Bermakna Baik Jika Dibaca Baik-baik

J.D Salinger merilis The Catcher in The Rye pada 1951,saat ia berusia 32 tahun. Novel yang dikerjakanya selama 10 tahun ini menjadi satu-satunya novel yang dipublis penulis cerpen ini. Berdasarkan catatan pada 2010, The Catcher in The Rye sudah terjual lebih dari 120 juta eksemplar. Edisi terjemahan bahasa Indonesianya sendiri diterbitkan oleh sebuah penerbit independen bernama Banana pada 2005 dan hingga kini sudah 3 kali cetak ulang.

Sebelum menulis novel ini, J.D Salinger tergabung di militer menjadi salah satu prajurit untuk Perang Dunia II. Selama perjalanan perangnya itu, ia bertemu juga dengan Ernest Hemmingway, prajurit yang kemudian menjadi sastrawan besar dunia juga.

Pada sebuah interview, J.D Salinger sempat menyebutkan bahwa sosok Holden itu mengutip banyak kisah hidupnya. “Masa remajaku sebagai cowok sangat mirip dengan cowok di buku itu.(aku merasa) sangat baik bisa menceritakannya ke orang-orang,” kata pria yang sebenarnya banyak menolak buka suara ini.
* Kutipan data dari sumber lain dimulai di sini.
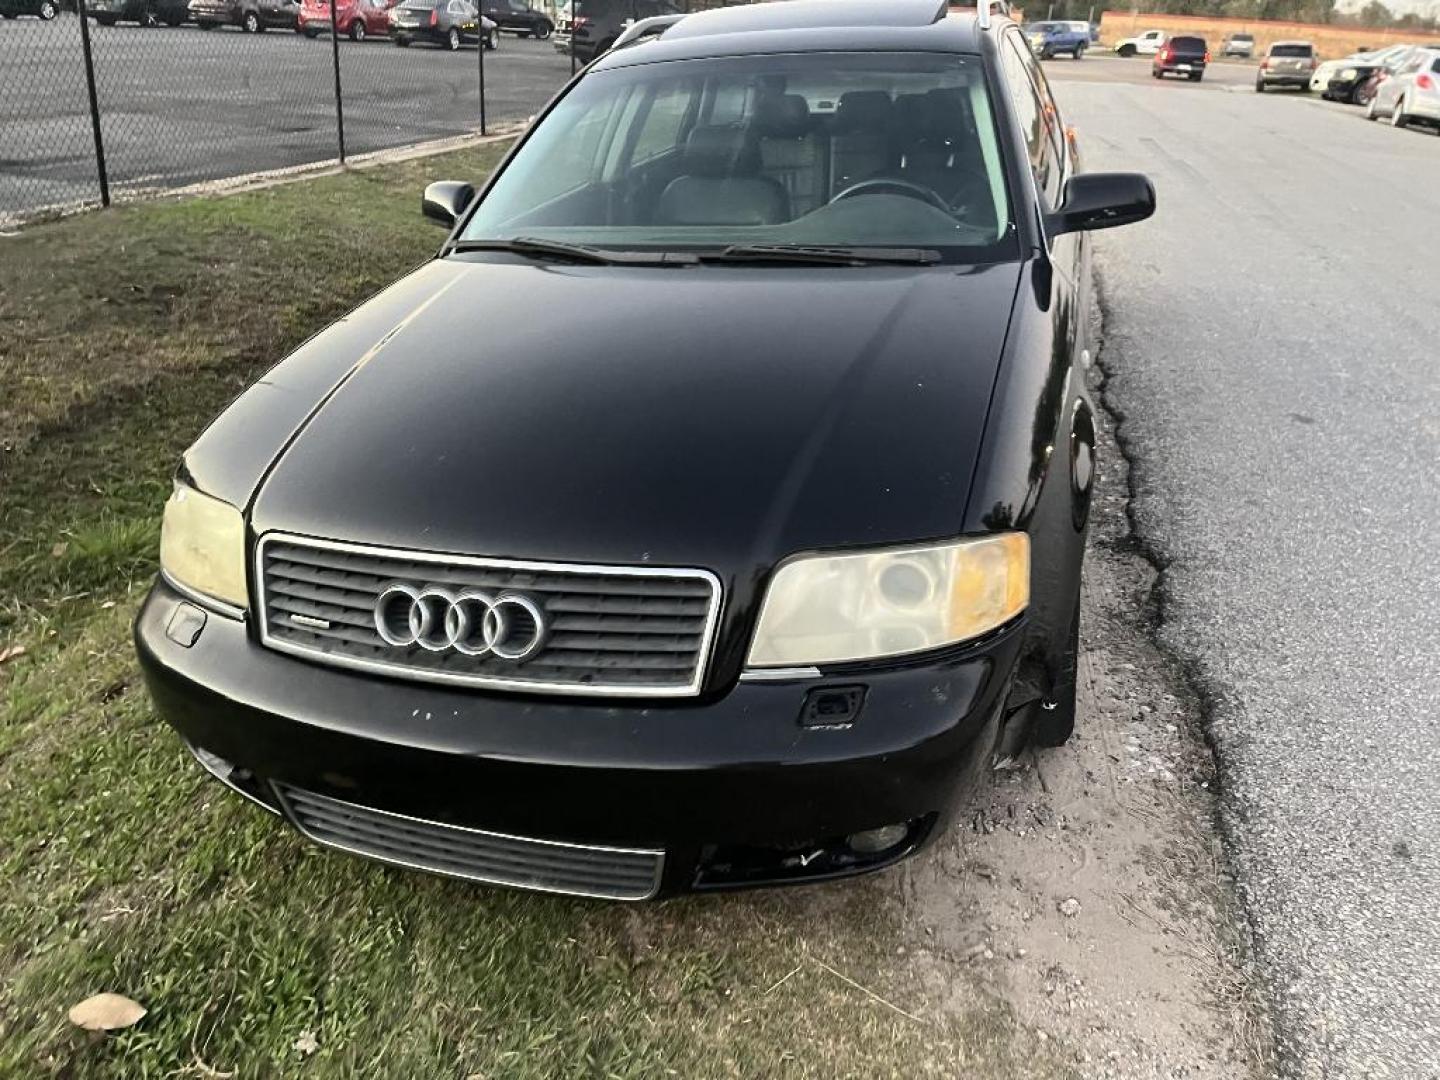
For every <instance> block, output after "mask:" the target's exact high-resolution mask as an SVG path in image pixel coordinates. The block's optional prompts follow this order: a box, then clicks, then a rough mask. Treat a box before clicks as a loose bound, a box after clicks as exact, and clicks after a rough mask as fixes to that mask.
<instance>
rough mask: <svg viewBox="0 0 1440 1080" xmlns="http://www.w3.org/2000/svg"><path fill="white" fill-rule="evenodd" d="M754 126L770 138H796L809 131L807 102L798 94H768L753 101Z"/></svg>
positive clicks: (808, 118) (764, 134)
mask: <svg viewBox="0 0 1440 1080" xmlns="http://www.w3.org/2000/svg"><path fill="white" fill-rule="evenodd" d="M755 127H756V128H759V131H760V134H762V135H769V137H772V138H798V137H799V135H804V134H805V132H806V131H809V104H808V102H806V101H805V98H804V96H801V95H799V94H770V95H766V96H762V98H757V99H756V102H755Z"/></svg>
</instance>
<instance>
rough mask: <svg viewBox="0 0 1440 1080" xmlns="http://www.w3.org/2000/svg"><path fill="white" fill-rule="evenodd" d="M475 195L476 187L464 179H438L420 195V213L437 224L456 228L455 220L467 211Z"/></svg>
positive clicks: (457, 221) (455, 221)
mask: <svg viewBox="0 0 1440 1080" xmlns="http://www.w3.org/2000/svg"><path fill="white" fill-rule="evenodd" d="M474 197H475V189H474V187H471V186H469V184H467V183H465V181H464V180H436V181H435V183H433V184H426V187H425V194H423V196H422V197H420V213H423V215H425V216H426V217H429V219H431V220H432V222H435V223H436V225H444V226H445V228H446V229H454V228H455V222H458V220H459V216H461V215H462V213H465V207H467V206H469V203H471V200H472V199H474Z"/></svg>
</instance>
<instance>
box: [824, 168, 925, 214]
mask: <svg viewBox="0 0 1440 1080" xmlns="http://www.w3.org/2000/svg"><path fill="white" fill-rule="evenodd" d="M857 194H903V196H907V197H910V199H919V200H920V202H922V203H929V204H930V206H933V207H935V209H936V210H942V212H945V213H952V209H950V206H949V204H948V203H946V202H945V199H942V197H940V193H939V192H936V190H935V189H933V187H926V186H924V184H917V183H913V181H910V180H896V179H893V177H884V176H881V177H876V179H874V180H861V181H860V183H858V184H851V186H850V187H847V189H845V190H844V192H840V193H838V194H837V196H835V197H834V199H831V200H829V202H831V203H832V204H834V203H838V202H840V200H841V199H854V197H855V196H857Z"/></svg>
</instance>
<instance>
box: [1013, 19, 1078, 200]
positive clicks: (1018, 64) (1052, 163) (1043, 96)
mask: <svg viewBox="0 0 1440 1080" xmlns="http://www.w3.org/2000/svg"><path fill="white" fill-rule="evenodd" d="M1001 55H1002V62H1004V68H1005V84H1007V86H1008V88H1009V96H1011V101H1012V102H1014V105H1015V117H1017V118H1018V121H1020V128H1021V132H1022V134H1024V137H1025V148H1027V151H1028V156H1030V168H1031V171H1032V173H1034V176H1035V187H1037V189H1040V193H1041V196H1043V197H1044V200H1045V203H1047V204H1048V206H1050V207H1054V206H1057V204H1058V200H1060V184H1061V183H1063V180H1064V176H1063V173H1064V150H1063V140H1061V134H1060V111H1058V109H1057V108H1056V102H1054V99H1053V98H1051V96H1050V89H1048V86H1045V88H1044V89H1041V86H1043V84H1041V82H1038V81H1037V79H1035V76H1034V75H1032V73H1031V68H1032V66H1034V63H1035V62H1034V58H1031V56H1030V52H1028V49H1027V48H1025V46H1024V43H1022V42H1020V40H1018V36H1017V35H1014V33H1008V35H1005V42H1004V45H1002V49H1001ZM1037 73H1038V72H1037ZM1043 78H1044V76H1041V79H1043Z"/></svg>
Dari dalam penjara, Mark David Chapman si pembunuh John Lennon sempat menulis surat kepada J.D Salinger isinya permohonan maaf karena ia membunuh karena terinspirasi oleh The Catcher in The Rye. J.D Salinger nggak membalasnya.

Di dalam novel ini nggak ada tuh cerita tentang pembunuhan. Holden memang sempat berpikir untuk membunuh dirinya sendiri tapi rencana itu hanya menjadi ocehannya saja.

Terlebih dari itu, kalau dicerna lagi, sebenarnya banyak juga nilai positif yang bisa ambil dari novel ini. Di antara kegelisahan, amarah, dan perasaan Holden yang kacau-balau itu, kita bisa belajar dari rasa cinta Holden kepada Jane Gallagher, tanggung jawab Holden sebagai kakak yang nggak ingin adiknya, Phoebe, menghadapi kekacauan hidup serupa; keramahtamahan Holden pada biarawati yang ia temui di halte; dan kejujuran Holden atas realita yang ia alami. Singkatnya, buku ini bisa membantumu melewati masa-masa sulit sebagai seorang cowok remaja.